Findings: There was 30-day follow-up in 99% of patients. Of 10,689 patients, 8% ruled in for AMI by CK-MB levels, 7% met criteria for UA, 21% had other cardiac problems and 55% had noncardiac problems. Of 889 AMI patients, 19 (2.1%) were discharged home; when retrospectively examined, 17 of these ECG’s showed “no evidence of ischemia” and 2 were “normal.” Of 966 patients with UA, 22 (2.3%) were mistakenly discharged; retrospective examination of these ECG’s revealed that none showed evidence of ischemia and 2 were normal ECG’s. Non-white ethnicity, female sex, chief complaint of dyspnea, and a normal ECG all correlated with mistaken discharge.

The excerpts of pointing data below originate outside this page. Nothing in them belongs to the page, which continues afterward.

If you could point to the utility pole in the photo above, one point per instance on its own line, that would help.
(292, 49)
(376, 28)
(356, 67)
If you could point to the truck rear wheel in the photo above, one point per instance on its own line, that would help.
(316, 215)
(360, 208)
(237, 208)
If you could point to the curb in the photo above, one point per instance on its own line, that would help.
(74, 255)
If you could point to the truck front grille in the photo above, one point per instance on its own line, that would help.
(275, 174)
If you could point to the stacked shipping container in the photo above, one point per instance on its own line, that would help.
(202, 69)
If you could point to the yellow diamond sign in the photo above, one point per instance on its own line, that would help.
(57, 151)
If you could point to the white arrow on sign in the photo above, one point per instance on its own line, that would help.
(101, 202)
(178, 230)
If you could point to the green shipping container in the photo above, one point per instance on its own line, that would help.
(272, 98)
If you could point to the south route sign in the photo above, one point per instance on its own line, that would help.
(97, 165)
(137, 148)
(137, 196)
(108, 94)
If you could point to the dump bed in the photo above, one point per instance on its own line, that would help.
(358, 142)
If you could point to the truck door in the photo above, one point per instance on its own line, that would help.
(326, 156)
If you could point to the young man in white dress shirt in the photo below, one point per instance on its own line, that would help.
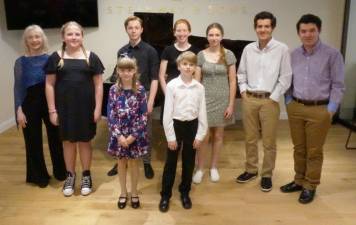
(185, 123)
(264, 75)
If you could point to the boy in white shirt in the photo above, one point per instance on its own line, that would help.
(185, 123)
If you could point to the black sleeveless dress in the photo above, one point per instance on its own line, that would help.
(75, 95)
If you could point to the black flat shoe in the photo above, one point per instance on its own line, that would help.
(113, 171)
(164, 205)
(291, 187)
(306, 196)
(186, 202)
(135, 202)
(43, 184)
(122, 204)
(149, 174)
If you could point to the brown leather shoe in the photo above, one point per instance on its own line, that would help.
(306, 196)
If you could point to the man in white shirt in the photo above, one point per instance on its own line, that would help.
(185, 123)
(264, 75)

Lee TH et al., Clinical characteristics and natural history of patients with acute myocardial infarction sent home from the emergency room, 1987.

Methods: Lee et al. (78) conducted a prospective study of 3077 patients with precordial or left-sided CP (including pleuritic and nontraumatic chest wall pain) unexplained by obvious local trauma or radiographic abnormalities. Pain was not subcategorized into ongoing or resolved.

Findings: Of 1794 admitted patients, 459 (26%) had AMI, 55 (12%) of whom died. Of 1283 patients sent home, 35 (2.5%) had AMI (7% of total AMI’s). Of the 35 AMI patients sent home, 13 (37%) had ECG evidence of acute ischemia, 5 (14%) were of age < 42 years, and 9 (26%) died (0.7% of all CP patients). Of the 9 sent home who died, 6 (67%) had ECG’s that were misread.